Les Sages ont de leur côté expliqué, dans leur décision, que le législateur n'avait «pas entouré la procédure» mise en œuvre par Hadopi «de garanties propres à assurer une conciliation qui ne soit pas manifestement déséquilibrée entre le droit au respect de la vie privée et l'objectif de sauvegarde de la propriété intellectuelle».

Toutes les dispositions de l'article L331-21, en vigueur depuis la création de la Hadopi en 2009, qui définissent les pouvoirs de collecte des agents auprès des opérateurs télécoms, sont censurées.

Le Conseil constitutionnel limite l'accès des données à l'identité des auteurs d'infraction et à leurs coordonnées électroniques, postales et téléphoniques. Il censure également l’accès aux données de connexion détenues par les opérateurs de communication électronique.

Celles-ci «fournissent sur les personnes en cause des informations nombreuses et précises, particulièrement attentatoires à leur vie privée. Elles ne présentent pas non plus nécessairement de lien direct» avec l'obligation des internautes à veiller à ce que leur accès à internet ne soit pas utilisé pour échanger illégalement des fichiers.

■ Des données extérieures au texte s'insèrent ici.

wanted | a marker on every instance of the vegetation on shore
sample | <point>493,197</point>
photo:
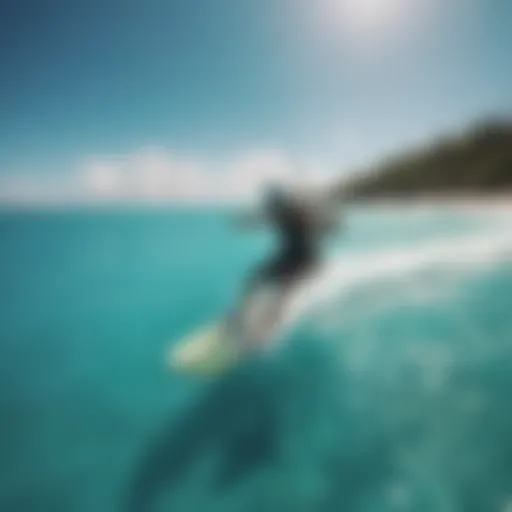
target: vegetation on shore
<point>476,162</point>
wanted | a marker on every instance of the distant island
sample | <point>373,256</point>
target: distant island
<point>475,163</point>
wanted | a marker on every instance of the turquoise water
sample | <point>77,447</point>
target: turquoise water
<point>392,394</point>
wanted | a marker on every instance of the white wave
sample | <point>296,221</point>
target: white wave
<point>346,274</point>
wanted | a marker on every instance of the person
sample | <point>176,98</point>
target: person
<point>301,227</point>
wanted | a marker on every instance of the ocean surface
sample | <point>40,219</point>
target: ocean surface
<point>392,392</point>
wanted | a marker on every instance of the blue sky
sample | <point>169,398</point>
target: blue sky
<point>97,95</point>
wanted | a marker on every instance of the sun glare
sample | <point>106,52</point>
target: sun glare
<point>371,23</point>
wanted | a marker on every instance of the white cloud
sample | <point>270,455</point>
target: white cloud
<point>155,174</point>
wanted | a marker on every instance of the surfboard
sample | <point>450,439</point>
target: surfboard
<point>220,345</point>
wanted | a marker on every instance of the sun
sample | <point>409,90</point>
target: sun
<point>370,23</point>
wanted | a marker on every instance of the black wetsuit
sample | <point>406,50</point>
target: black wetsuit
<point>297,252</point>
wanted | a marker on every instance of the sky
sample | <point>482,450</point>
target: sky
<point>194,99</point>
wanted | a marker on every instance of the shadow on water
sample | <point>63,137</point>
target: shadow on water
<point>248,417</point>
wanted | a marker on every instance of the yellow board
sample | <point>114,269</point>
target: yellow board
<point>209,352</point>
<point>215,349</point>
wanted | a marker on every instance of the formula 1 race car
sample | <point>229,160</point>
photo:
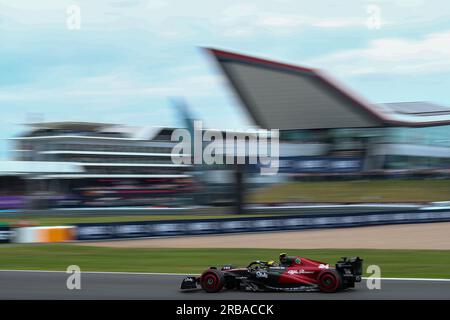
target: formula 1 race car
<point>290,274</point>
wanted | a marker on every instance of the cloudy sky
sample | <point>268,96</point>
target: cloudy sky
<point>126,57</point>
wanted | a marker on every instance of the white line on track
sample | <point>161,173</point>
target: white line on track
<point>184,274</point>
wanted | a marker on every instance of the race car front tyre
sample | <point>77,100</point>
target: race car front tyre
<point>329,281</point>
<point>212,280</point>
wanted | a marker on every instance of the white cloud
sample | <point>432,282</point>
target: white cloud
<point>430,54</point>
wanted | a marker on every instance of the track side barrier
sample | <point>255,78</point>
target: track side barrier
<point>148,229</point>
<point>44,234</point>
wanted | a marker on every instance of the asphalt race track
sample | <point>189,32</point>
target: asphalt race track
<point>52,285</point>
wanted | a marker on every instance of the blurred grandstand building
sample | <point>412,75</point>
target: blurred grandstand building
<point>335,131</point>
<point>98,164</point>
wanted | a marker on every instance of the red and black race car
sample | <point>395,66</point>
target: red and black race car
<point>290,274</point>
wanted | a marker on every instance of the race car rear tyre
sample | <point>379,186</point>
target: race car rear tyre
<point>329,281</point>
<point>212,280</point>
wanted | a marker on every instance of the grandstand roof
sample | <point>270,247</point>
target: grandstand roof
<point>284,96</point>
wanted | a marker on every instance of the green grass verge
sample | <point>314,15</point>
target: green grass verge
<point>355,191</point>
<point>393,263</point>
<point>55,221</point>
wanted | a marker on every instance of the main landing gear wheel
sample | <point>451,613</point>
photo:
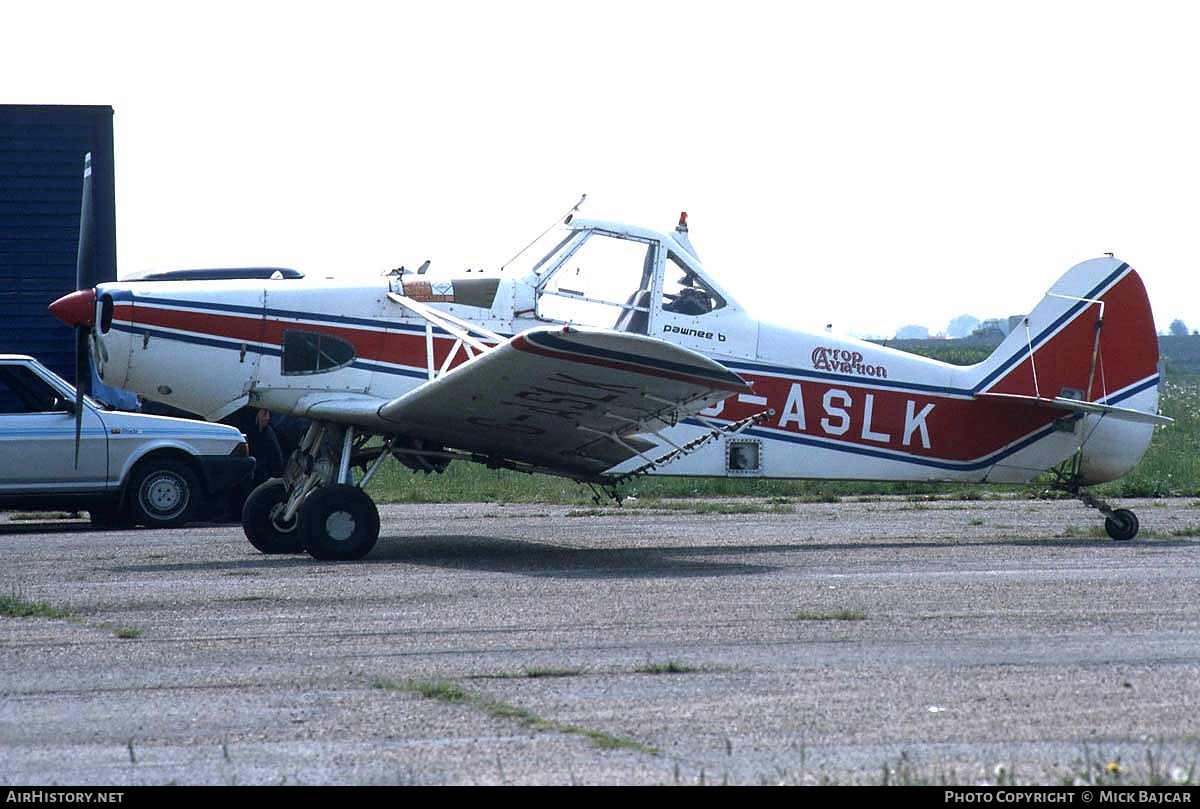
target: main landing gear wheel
<point>1122,526</point>
<point>262,520</point>
<point>339,522</point>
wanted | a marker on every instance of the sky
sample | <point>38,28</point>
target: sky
<point>868,165</point>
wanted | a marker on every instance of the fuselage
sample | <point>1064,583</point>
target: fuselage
<point>840,407</point>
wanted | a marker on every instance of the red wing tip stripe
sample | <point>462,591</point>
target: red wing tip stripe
<point>549,346</point>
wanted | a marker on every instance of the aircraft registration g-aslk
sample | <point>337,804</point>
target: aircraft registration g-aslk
<point>611,352</point>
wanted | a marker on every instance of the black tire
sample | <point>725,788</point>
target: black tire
<point>339,522</point>
<point>163,493</point>
<point>1122,526</point>
<point>259,520</point>
<point>109,516</point>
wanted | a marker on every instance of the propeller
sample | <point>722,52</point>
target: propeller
<point>78,310</point>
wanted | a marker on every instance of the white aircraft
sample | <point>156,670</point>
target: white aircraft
<point>607,353</point>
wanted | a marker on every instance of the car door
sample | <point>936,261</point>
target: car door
<point>37,437</point>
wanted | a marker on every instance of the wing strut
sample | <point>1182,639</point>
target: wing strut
<point>467,335</point>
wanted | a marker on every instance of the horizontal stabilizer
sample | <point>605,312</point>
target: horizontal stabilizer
<point>1077,406</point>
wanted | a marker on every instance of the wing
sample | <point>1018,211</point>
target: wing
<point>562,400</point>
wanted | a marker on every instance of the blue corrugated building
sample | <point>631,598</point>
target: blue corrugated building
<point>42,150</point>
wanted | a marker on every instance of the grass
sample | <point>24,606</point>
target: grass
<point>17,606</point>
<point>838,615</point>
<point>454,694</point>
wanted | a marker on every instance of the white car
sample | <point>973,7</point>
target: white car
<point>132,468</point>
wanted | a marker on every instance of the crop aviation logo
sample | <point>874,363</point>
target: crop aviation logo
<point>841,360</point>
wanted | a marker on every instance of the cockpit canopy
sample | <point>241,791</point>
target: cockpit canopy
<point>613,276</point>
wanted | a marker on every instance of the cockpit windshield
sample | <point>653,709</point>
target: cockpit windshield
<point>600,280</point>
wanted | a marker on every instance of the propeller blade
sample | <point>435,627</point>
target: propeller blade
<point>84,275</point>
<point>81,343</point>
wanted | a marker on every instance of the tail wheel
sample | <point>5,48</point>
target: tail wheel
<point>262,519</point>
<point>163,493</point>
<point>339,522</point>
<point>1122,526</point>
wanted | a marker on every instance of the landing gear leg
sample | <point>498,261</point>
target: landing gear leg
<point>324,510</point>
<point>1120,523</point>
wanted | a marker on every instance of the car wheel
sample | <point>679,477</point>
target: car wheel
<point>163,493</point>
<point>262,520</point>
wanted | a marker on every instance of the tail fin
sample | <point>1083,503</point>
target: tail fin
<point>1089,347</point>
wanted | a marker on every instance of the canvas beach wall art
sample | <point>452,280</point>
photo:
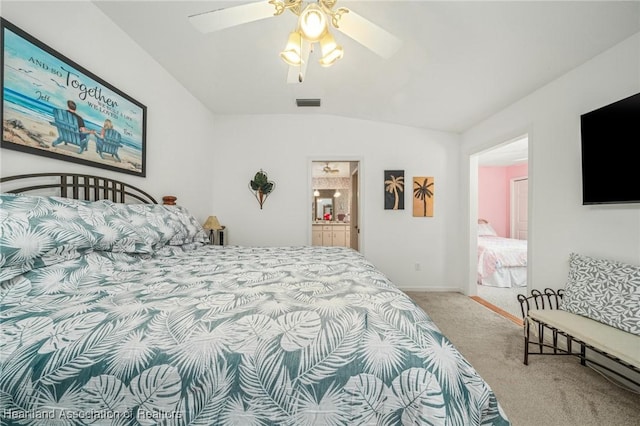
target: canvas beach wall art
<point>53,107</point>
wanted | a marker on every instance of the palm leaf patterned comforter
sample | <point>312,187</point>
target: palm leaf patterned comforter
<point>161,329</point>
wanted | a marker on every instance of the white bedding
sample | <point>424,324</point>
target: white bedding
<point>502,262</point>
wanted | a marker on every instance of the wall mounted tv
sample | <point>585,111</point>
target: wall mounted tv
<point>610,160</point>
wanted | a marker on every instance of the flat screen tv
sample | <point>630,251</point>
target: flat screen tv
<point>610,160</point>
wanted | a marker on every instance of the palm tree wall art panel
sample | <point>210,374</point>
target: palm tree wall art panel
<point>423,190</point>
<point>394,189</point>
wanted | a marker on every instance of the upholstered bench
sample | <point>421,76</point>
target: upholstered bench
<point>599,310</point>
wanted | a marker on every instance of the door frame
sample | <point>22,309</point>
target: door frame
<point>471,201</point>
<point>512,203</point>
<point>360,193</point>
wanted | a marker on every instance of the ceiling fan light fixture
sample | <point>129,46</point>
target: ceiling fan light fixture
<point>291,53</point>
<point>331,52</point>
<point>312,23</point>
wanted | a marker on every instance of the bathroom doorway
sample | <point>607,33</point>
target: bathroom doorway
<point>335,215</point>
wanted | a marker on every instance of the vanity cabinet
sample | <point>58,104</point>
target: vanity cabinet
<point>336,235</point>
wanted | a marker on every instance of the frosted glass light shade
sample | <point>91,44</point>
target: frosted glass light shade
<point>291,53</point>
<point>313,23</point>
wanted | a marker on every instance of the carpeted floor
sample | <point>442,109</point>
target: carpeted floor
<point>505,298</point>
<point>551,390</point>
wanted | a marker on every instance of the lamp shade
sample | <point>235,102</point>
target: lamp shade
<point>313,22</point>
<point>331,52</point>
<point>212,223</point>
<point>291,52</point>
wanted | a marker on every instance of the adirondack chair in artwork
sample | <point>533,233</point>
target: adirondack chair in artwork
<point>68,130</point>
<point>109,144</point>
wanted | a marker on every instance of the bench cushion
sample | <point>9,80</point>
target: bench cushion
<point>604,290</point>
<point>613,341</point>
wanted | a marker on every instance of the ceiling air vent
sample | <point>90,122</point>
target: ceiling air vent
<point>308,102</point>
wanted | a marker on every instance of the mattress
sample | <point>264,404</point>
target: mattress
<point>164,329</point>
<point>502,262</point>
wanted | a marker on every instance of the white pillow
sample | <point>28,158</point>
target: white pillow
<point>484,229</point>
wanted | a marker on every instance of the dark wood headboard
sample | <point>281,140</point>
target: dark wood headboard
<point>77,186</point>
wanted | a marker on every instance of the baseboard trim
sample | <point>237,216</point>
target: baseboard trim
<point>431,289</point>
<point>497,310</point>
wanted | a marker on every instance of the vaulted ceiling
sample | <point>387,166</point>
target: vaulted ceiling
<point>459,63</point>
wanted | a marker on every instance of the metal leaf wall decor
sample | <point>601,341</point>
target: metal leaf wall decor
<point>261,186</point>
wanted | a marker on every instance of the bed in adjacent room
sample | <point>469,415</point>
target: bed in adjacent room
<point>502,262</point>
<point>120,314</point>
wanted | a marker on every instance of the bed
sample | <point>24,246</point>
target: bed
<point>121,314</point>
<point>502,262</point>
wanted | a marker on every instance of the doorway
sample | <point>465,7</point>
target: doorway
<point>335,214</point>
<point>502,203</point>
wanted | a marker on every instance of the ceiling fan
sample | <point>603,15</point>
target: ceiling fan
<point>314,21</point>
<point>329,169</point>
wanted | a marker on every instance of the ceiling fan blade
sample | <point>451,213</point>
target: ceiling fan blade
<point>370,35</point>
<point>297,74</point>
<point>220,19</point>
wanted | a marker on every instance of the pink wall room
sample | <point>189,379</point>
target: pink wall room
<point>494,195</point>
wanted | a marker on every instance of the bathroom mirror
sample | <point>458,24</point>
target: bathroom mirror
<point>324,205</point>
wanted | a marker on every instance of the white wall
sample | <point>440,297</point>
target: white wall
<point>179,128</point>
<point>208,164</point>
<point>284,145</point>
<point>558,222</point>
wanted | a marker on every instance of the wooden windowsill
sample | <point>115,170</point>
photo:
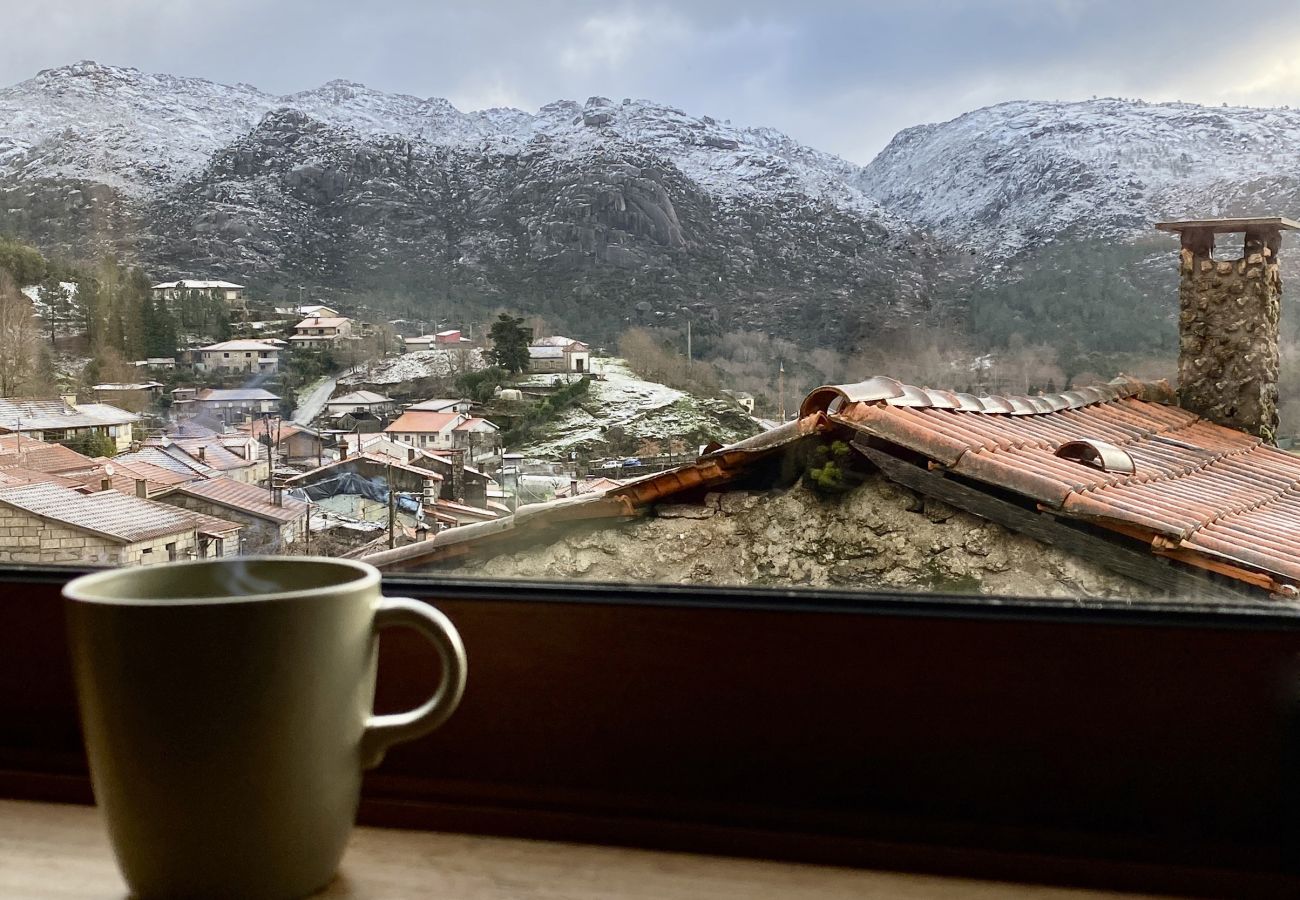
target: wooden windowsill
<point>60,851</point>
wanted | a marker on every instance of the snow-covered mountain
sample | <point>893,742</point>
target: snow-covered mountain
<point>1012,177</point>
<point>622,210</point>
<point>141,132</point>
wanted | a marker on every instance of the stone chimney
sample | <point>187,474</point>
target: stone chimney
<point>1227,321</point>
<point>458,475</point>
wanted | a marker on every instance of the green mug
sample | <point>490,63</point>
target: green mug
<point>226,708</point>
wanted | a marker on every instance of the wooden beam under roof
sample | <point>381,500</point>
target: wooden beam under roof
<point>1230,225</point>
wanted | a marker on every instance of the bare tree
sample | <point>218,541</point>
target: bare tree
<point>18,337</point>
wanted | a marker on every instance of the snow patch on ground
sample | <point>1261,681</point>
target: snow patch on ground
<point>644,410</point>
<point>419,364</point>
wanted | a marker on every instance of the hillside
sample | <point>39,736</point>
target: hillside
<point>605,213</point>
<point>625,414</point>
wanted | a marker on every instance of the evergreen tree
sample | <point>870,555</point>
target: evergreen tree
<point>510,342</point>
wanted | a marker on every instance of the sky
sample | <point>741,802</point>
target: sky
<point>843,77</point>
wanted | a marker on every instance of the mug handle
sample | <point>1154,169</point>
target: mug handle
<point>384,731</point>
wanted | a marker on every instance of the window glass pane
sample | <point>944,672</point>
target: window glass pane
<point>684,299</point>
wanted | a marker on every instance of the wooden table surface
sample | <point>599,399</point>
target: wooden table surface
<point>60,852</point>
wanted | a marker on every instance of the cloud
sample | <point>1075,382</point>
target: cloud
<point>841,76</point>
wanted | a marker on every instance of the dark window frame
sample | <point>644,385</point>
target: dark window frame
<point>1142,747</point>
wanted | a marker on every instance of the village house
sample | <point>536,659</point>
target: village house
<point>235,455</point>
<point>320,332</point>
<point>271,520</point>
<point>460,483</point>
<point>260,357</point>
<point>559,354</point>
<point>362,401</point>
<point>47,523</point>
<point>133,397</point>
<point>449,431</point>
<point>355,422</point>
<point>189,290</point>
<point>1118,489</point>
<point>232,406</point>
<point>316,311</point>
<point>156,363</point>
<point>441,405</point>
<point>66,422</point>
<point>293,442</point>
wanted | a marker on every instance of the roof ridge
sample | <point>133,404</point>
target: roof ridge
<point>1169,476</point>
<point>891,392</point>
<point>1294,487</point>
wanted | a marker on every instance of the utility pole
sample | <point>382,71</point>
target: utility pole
<point>780,390</point>
<point>393,511</point>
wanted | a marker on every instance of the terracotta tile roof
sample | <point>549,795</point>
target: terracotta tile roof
<point>37,415</point>
<point>174,459</point>
<point>42,457</point>
<point>21,475</point>
<point>234,394</point>
<point>211,524</point>
<point>1192,489</point>
<point>468,424</point>
<point>360,398</point>
<point>421,422</point>
<point>117,516</point>
<point>215,453</point>
<point>243,497</point>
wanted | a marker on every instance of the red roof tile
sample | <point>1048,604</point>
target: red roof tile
<point>419,422</point>
<point>245,498</point>
<point>1195,487</point>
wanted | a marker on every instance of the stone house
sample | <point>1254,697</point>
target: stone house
<point>363,401</point>
<point>133,397</point>
<point>64,420</point>
<point>189,290</point>
<point>559,354</point>
<point>477,437</point>
<point>259,357</point>
<point>293,442</point>
<point>1121,489</point>
<point>317,332</point>
<point>232,406</point>
<point>269,519</point>
<point>47,523</point>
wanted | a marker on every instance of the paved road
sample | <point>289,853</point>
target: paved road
<point>311,403</point>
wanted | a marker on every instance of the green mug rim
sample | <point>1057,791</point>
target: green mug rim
<point>82,589</point>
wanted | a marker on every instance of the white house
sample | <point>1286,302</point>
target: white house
<point>317,311</point>
<point>316,332</point>
<point>441,405</point>
<point>367,401</point>
<point>194,290</point>
<point>63,420</point>
<point>233,406</point>
<point>447,431</point>
<point>559,354</point>
<point>259,357</point>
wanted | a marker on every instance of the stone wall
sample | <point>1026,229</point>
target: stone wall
<point>878,537</point>
<point>258,535</point>
<point>25,537</point>
<point>1227,364</point>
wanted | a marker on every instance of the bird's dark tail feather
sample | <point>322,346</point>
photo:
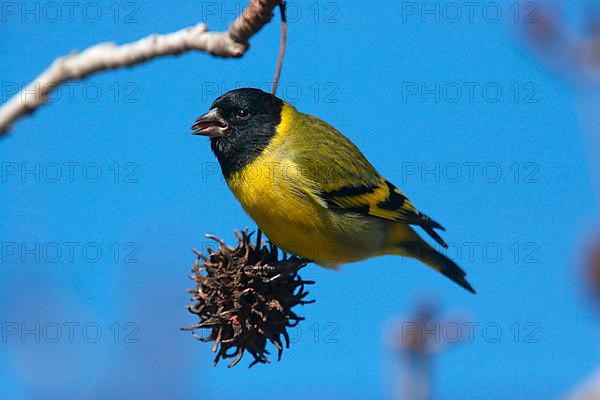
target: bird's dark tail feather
<point>436,260</point>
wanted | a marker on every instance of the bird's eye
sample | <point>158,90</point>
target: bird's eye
<point>243,113</point>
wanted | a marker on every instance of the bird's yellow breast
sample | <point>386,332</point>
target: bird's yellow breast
<point>273,191</point>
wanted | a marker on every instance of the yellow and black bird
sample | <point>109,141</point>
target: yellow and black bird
<point>310,189</point>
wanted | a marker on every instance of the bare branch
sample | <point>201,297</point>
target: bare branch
<point>106,56</point>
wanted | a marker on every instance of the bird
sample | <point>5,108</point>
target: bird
<point>310,189</point>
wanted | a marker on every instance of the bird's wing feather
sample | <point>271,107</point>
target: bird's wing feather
<point>344,179</point>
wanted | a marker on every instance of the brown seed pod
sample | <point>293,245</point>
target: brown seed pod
<point>244,298</point>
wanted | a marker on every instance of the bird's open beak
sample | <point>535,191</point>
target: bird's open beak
<point>210,124</point>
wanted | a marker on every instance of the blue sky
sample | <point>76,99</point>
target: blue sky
<point>460,115</point>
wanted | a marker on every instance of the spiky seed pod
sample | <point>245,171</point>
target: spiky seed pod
<point>244,297</point>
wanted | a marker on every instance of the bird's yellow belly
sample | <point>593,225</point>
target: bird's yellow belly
<point>297,224</point>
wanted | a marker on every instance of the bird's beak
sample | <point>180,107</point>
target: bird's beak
<point>210,124</point>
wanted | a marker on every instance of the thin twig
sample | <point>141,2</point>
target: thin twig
<point>282,45</point>
<point>106,56</point>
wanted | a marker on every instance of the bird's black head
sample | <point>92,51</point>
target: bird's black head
<point>240,124</point>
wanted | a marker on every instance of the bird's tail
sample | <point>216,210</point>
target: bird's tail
<point>415,247</point>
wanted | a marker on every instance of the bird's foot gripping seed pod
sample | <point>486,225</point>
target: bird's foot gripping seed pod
<point>244,298</point>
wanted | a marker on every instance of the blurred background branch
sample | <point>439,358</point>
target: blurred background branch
<point>106,56</point>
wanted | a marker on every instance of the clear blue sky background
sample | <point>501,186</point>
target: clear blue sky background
<point>351,64</point>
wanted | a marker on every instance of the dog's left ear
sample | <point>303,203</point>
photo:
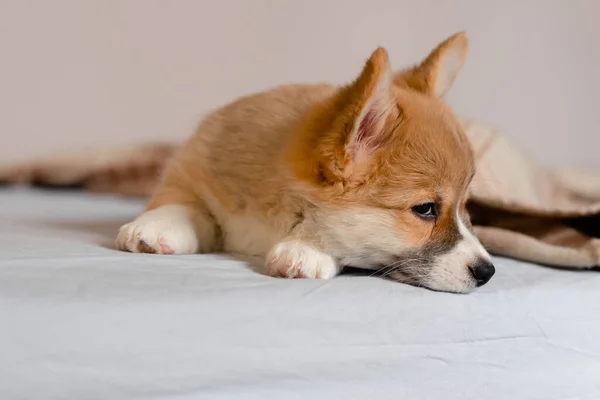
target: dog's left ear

Pour mettre en œuvre en France la «riposte graduée» contre le piratage via les réseaux de pair à pair (P2P), la Hadopi reçoit des représentants des artistes (comme la Sacem) les adresses IP des internautes repérés en train d'échanger des fichiers de manière illégale, puis demande aux fournisseurs d'accès (Orange, Free, SFR, etc.) les coordonnées des abonnés utilisant ces adresses IP, afin de leur envoyer des messages d'avertissement.

En 2015, le Conseil constitutionnel avait jugé contraires au droit au respect de la vie privée des dispositions instaurant un droit de communication des données de connexion au profit des agents de l'Autorité de la concurrence, selon des modalités analogues au cas de la Hadopi.

Dans le cadre de la loi prorogeant l'état d'urgence sanitaire, publiée au Journal officiel du 12 mai, soit un jour après la fin du confinement, le Conseil constitutionnel avait déjà censuré deux dispositions, dont une concernait la controversée pratique du traçage.

Quelques jours plus tard, le 18 mai, c'est cette fois le Conseil d'Etat qui avait enjoint le gouvernement de cesser «sans délai» l'utilisation des drones à Paris pour surveiller le respect des règles du déconfinement, en raison de l'absence de cadre juridique pour l'utilisation de ces dispositifs techniques. La Quadrature du Net s'était déjà réjouie de cette nouvelle.